Encourage your child to carry out simple instructions. For example, if a child is able to take something from a shelf, he is also able to learn how to put it back, or at least try. Don’t abruptly rush in and in one swoop undo all that the child has done. If time permits, help the child learn how to “fix” or clean up his own messes and mistakes. Pulling the paper off of a toilet roll might be a fun experience for him, but not so fun for you, and it is good to involve him in fixing the problem. You could not expect a small child to wrap all the toilet paper back on the roll, but he could help you pick it up and put it in a box.

When your “no” really means no!

Sometimes you must be firm and not allow Baby to do something. Children have to learn that they can’t just act on impulse. They are surrounded by dangers. Cars can run over them if they wander out into the street; they must not lean out of windows, stick things into electric outlets, or go near swimming pools or streams without supervision. Teach them about what things they must never drink or put in their mouths. You must do what you can to make it very difficult for an accident to happen in your home by supervising your little ones at all times. Your job is to teach your children the ropes, and that begins as soon as Baby is mobile.
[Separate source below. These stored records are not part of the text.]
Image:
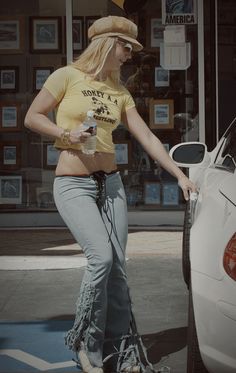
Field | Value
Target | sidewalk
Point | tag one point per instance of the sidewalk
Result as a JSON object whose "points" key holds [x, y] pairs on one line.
{"points": [[40, 278]]}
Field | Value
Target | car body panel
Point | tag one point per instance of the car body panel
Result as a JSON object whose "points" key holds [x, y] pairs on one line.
{"points": [[213, 218]]}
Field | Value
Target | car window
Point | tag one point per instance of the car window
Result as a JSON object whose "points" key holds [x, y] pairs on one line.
{"points": [[227, 157]]}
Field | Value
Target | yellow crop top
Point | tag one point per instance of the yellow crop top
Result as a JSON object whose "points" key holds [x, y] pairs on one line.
{"points": [[76, 93]]}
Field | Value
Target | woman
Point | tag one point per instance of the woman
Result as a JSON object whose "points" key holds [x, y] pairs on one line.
{"points": [[88, 191]]}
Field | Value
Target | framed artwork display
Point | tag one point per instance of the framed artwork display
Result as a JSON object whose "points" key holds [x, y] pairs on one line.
{"points": [[123, 153], [162, 77], [161, 114], [9, 117], [88, 22], [45, 34], [40, 75], [11, 189], [78, 33], [170, 194], [9, 79], [50, 156], [12, 34], [156, 33], [11, 155], [152, 193]]}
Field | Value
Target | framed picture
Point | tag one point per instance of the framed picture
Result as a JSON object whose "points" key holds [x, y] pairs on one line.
{"points": [[45, 34], [12, 35], [50, 156], [170, 193], [11, 155], [156, 33], [11, 189], [179, 12], [78, 33], [40, 76], [88, 22], [162, 77], [152, 193], [161, 114], [123, 153], [9, 79], [9, 117], [44, 197]]}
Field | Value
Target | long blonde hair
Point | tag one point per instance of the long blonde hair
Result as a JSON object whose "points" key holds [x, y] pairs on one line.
{"points": [[92, 60]]}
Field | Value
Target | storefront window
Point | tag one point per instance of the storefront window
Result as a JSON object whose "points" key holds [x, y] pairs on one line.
{"points": [[33, 44]]}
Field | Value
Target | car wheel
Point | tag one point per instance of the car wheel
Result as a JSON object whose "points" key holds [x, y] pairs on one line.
{"points": [[185, 245], [194, 360]]}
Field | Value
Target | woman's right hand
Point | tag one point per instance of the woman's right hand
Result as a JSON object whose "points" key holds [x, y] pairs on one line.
{"points": [[79, 135]]}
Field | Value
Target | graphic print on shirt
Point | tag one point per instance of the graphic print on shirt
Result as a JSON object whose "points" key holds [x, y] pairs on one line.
{"points": [[100, 104]]}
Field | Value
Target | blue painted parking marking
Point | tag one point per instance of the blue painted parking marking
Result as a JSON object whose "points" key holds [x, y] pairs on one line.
{"points": [[35, 347]]}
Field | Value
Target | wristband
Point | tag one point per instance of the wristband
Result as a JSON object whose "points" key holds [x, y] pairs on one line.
{"points": [[65, 137]]}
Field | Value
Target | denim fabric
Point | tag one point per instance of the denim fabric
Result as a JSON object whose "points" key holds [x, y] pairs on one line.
{"points": [[103, 309]]}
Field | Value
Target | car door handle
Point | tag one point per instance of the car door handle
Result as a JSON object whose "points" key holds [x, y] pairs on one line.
{"points": [[192, 205]]}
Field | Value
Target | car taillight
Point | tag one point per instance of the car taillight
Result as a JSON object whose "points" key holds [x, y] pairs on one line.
{"points": [[229, 260]]}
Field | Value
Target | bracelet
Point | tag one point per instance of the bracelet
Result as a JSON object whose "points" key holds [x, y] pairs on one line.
{"points": [[65, 137]]}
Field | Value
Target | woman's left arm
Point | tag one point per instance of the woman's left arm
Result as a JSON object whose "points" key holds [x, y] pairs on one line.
{"points": [[153, 146]]}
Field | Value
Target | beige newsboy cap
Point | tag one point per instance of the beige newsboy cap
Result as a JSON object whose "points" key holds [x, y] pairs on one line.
{"points": [[115, 26]]}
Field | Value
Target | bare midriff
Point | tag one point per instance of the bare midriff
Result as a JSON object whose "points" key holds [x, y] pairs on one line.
{"points": [[74, 163]]}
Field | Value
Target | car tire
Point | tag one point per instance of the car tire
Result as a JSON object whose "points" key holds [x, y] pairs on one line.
{"points": [[185, 245], [194, 360]]}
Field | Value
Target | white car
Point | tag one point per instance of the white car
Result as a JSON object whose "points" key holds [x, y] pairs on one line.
{"points": [[209, 253]]}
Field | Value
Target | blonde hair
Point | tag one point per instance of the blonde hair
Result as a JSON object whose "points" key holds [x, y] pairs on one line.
{"points": [[93, 59]]}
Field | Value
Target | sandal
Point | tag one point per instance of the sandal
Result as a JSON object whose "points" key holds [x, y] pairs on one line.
{"points": [[85, 364], [132, 369]]}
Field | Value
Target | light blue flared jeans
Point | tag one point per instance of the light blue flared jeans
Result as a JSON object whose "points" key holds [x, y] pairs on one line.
{"points": [[103, 309]]}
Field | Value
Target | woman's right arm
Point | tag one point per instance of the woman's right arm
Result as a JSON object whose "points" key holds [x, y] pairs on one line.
{"points": [[36, 118]]}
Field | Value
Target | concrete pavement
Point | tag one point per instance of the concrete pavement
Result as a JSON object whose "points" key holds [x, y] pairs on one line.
{"points": [[40, 275]]}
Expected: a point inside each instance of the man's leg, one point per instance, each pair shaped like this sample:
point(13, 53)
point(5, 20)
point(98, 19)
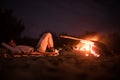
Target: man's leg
point(45, 41)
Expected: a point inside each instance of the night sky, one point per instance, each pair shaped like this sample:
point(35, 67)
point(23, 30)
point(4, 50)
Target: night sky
point(69, 16)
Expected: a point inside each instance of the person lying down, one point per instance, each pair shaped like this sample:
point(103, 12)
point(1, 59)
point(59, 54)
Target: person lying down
point(45, 42)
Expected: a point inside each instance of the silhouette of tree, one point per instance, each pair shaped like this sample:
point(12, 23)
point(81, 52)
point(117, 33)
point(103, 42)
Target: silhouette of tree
point(10, 26)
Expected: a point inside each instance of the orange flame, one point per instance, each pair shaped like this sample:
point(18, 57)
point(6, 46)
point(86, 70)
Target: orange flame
point(88, 47)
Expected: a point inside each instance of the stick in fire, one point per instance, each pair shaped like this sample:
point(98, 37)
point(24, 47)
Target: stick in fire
point(87, 47)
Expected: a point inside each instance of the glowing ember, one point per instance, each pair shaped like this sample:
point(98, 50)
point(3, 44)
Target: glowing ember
point(85, 45)
point(88, 47)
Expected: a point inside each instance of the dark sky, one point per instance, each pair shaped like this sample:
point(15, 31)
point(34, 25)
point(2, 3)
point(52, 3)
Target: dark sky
point(69, 16)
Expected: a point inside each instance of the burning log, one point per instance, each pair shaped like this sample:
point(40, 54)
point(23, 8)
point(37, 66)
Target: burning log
point(85, 46)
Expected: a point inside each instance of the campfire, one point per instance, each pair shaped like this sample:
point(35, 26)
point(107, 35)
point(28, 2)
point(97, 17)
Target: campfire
point(86, 46)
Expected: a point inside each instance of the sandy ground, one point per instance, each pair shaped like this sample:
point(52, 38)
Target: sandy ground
point(62, 67)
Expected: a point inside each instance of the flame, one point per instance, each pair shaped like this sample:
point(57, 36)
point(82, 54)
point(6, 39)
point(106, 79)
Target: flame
point(87, 47)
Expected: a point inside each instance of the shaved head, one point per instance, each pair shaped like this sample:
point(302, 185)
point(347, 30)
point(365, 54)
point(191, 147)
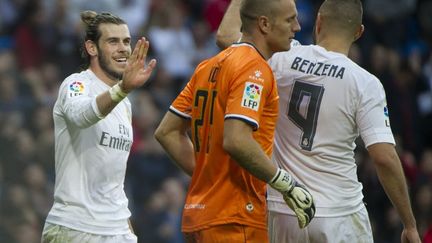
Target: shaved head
point(341, 15)
point(250, 10)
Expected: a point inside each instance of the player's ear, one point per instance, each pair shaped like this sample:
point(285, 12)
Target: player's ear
point(359, 32)
point(91, 48)
point(264, 24)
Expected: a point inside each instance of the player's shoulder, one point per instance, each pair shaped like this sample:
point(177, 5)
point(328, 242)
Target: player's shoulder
point(360, 73)
point(246, 56)
point(81, 77)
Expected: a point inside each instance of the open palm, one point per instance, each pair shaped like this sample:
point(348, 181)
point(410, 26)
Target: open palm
point(137, 72)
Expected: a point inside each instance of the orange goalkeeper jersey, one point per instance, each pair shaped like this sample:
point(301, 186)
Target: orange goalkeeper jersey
point(235, 84)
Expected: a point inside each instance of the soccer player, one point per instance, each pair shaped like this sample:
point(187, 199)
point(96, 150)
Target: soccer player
point(230, 105)
point(93, 136)
point(326, 101)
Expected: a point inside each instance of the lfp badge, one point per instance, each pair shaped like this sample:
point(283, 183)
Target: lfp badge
point(76, 88)
point(252, 96)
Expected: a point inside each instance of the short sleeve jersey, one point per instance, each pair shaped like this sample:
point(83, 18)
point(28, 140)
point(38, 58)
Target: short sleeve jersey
point(235, 84)
point(326, 102)
point(90, 159)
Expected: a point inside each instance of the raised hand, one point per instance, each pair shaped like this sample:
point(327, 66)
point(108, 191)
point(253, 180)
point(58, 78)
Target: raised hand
point(137, 72)
point(410, 236)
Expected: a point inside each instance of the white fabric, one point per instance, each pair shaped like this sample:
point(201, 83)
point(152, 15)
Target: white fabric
point(352, 103)
point(59, 234)
point(90, 159)
point(353, 228)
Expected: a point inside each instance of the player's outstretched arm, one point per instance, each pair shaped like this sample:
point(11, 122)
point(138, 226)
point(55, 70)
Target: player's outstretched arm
point(242, 147)
point(172, 135)
point(390, 174)
point(136, 74)
point(229, 28)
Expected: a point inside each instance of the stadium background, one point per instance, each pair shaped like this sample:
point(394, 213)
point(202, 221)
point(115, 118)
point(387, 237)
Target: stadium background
point(39, 47)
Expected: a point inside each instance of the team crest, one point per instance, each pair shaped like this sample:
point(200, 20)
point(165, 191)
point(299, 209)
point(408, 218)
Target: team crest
point(252, 96)
point(76, 88)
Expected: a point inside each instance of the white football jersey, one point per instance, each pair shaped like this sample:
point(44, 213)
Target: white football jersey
point(91, 152)
point(326, 102)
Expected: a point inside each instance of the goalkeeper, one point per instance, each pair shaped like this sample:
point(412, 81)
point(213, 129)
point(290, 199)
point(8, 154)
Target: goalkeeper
point(231, 106)
point(326, 102)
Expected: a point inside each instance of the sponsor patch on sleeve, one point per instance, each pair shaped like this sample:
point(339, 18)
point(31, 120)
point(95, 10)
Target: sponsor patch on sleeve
point(76, 88)
point(252, 96)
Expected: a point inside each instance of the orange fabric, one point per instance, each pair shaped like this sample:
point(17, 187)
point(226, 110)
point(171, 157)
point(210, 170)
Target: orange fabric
point(231, 233)
point(237, 83)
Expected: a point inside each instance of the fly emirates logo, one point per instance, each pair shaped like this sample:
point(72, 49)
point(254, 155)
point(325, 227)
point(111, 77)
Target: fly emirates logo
point(122, 142)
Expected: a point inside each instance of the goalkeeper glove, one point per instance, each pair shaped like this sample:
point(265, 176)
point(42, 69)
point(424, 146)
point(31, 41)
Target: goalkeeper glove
point(296, 196)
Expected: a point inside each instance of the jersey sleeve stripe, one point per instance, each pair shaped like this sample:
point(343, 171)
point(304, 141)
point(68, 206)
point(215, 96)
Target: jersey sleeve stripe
point(246, 119)
point(179, 113)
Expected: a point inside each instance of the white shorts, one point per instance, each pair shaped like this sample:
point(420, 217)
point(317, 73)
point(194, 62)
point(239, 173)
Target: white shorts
point(53, 233)
point(353, 228)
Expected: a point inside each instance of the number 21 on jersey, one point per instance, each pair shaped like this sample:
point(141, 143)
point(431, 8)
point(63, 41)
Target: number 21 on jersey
point(204, 101)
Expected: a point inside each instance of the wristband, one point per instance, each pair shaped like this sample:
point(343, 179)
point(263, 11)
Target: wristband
point(282, 181)
point(116, 93)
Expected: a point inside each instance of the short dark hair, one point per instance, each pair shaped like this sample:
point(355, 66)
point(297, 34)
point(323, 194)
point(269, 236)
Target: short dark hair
point(92, 21)
point(345, 15)
point(250, 10)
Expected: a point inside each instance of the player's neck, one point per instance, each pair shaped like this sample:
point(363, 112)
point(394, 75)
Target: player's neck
point(335, 45)
point(259, 45)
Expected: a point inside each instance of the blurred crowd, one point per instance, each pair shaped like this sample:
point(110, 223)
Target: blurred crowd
point(40, 44)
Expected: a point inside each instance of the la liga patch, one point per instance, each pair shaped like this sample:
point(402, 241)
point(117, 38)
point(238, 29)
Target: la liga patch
point(252, 96)
point(76, 88)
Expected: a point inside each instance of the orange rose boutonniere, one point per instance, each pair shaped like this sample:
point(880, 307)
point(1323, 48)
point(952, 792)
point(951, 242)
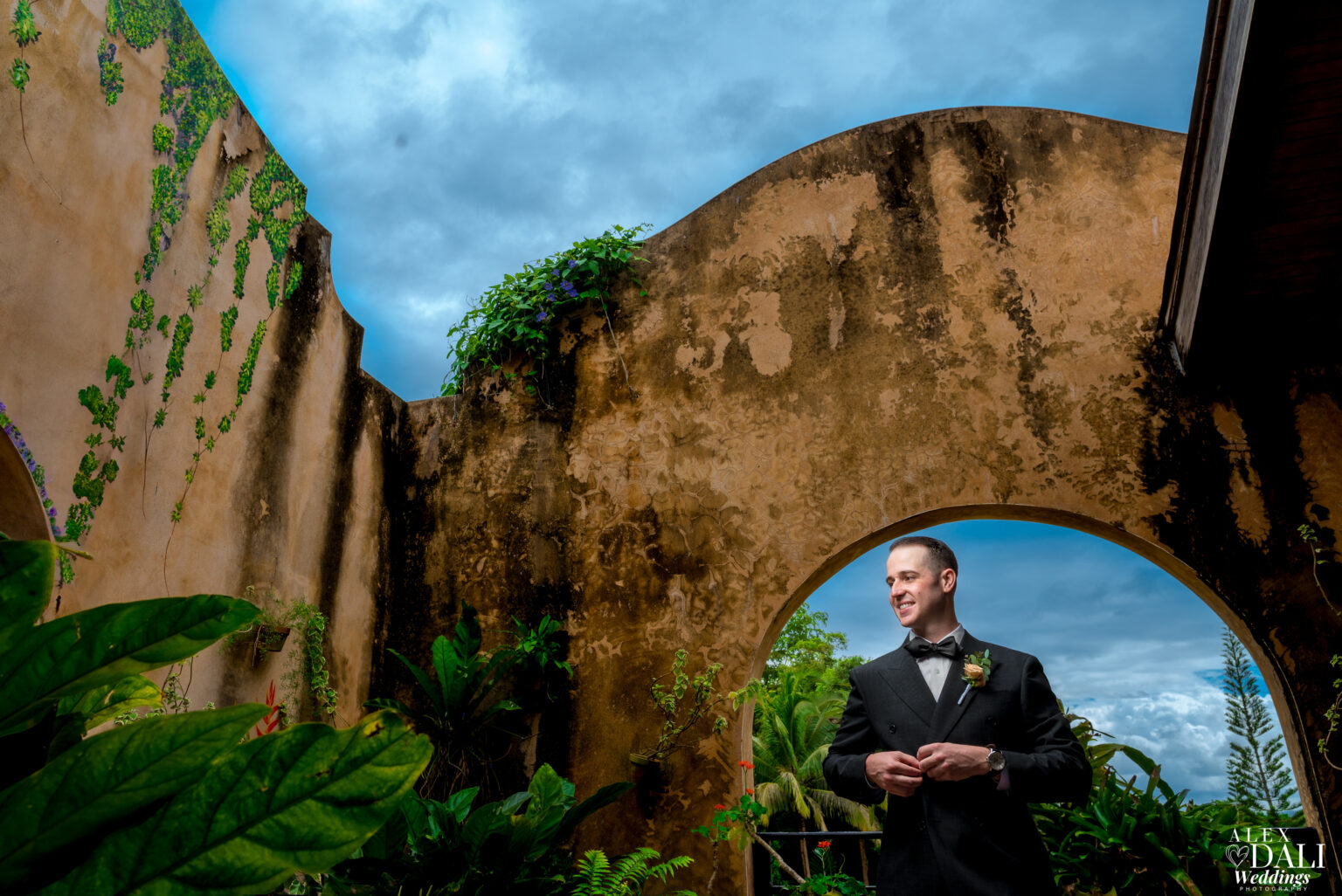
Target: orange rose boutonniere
point(974, 675)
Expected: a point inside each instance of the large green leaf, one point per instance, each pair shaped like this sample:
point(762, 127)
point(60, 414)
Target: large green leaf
point(300, 800)
point(109, 700)
point(52, 817)
point(102, 645)
point(27, 572)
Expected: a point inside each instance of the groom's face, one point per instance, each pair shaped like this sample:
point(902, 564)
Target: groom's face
point(919, 596)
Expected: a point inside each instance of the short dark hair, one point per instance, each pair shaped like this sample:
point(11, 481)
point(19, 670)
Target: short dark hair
point(938, 552)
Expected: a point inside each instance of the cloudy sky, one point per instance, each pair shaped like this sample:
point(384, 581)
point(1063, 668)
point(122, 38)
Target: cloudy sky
point(1122, 643)
point(446, 144)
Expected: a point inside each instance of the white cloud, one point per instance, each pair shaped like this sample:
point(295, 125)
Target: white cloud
point(445, 144)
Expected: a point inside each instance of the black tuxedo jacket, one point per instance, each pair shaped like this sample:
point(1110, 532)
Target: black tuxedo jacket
point(963, 837)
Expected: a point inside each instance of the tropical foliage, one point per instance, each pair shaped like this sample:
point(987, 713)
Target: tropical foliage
point(1256, 770)
point(460, 706)
point(627, 876)
point(172, 803)
point(791, 743)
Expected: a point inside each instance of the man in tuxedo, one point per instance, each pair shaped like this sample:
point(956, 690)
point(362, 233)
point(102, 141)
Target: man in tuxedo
point(957, 761)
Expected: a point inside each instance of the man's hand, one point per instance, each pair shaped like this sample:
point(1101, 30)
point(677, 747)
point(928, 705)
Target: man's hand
point(894, 771)
point(951, 761)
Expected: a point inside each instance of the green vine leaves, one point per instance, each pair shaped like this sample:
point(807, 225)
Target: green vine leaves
point(163, 323)
point(517, 317)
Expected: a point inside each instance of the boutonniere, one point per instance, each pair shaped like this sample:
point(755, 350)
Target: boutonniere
point(974, 675)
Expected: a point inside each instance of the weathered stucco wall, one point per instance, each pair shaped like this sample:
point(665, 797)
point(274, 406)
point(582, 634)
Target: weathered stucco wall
point(936, 317)
point(290, 495)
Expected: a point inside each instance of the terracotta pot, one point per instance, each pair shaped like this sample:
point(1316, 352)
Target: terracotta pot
point(650, 782)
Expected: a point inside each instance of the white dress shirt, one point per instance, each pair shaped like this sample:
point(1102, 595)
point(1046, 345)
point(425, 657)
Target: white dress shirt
point(936, 667)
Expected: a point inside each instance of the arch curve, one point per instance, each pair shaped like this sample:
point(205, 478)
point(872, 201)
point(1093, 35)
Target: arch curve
point(936, 315)
point(1283, 699)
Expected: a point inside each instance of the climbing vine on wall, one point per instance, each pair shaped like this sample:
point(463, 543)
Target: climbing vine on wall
point(39, 475)
point(24, 31)
point(195, 95)
point(517, 317)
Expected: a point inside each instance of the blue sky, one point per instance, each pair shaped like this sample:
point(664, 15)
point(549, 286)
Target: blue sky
point(447, 144)
point(1122, 643)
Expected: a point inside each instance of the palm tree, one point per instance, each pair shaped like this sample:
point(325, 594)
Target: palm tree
point(789, 750)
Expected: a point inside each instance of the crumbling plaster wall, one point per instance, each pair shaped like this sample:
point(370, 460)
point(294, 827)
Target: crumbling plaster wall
point(934, 317)
point(290, 497)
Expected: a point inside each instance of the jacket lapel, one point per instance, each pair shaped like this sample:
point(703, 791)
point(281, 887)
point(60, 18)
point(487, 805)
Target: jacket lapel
point(949, 706)
point(906, 682)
Show children exactly what is dangerous and explain to them-even act out if you must-what could happen to them. For example, help them understand the danger of reaching up and grabbing a pot handle of something cooking on the stove-or better yet, teach them that they’re not allowed in the kitchen or near the stove. You can designate a “safe kitchen” area where your little one can be when you are cooking and need to supervise him. Use chairs or the kitchen table to separate the area, or mark the floor with colored tape to teach him that he should not go beyond that line. Be sure to give him plenty of safe toys to play with so you don’t have to be concerned that he’ll get into anything dangerous. You can have the older children know that it is their job to police Baby and any visiting children concerning the danger zones in your home.
If you ignore some activity that is wrong or dangerous, or if you do not react firmly, they will assume that what they are doing is okay. If you tell them to stop, but then let them continue, that means that what you say isn’t very important, or what you say the first few times doesn’t really count. Their curiosity, of course, will lead them more and more to see what does matter to you. They’ll try to find out when you do mean what you say or when they can safely assume that obeying isn’t really important and they can ignore you. That can have disastrous and even life-threatening results if they try something that could seriously cause them harm when you aren’t looking.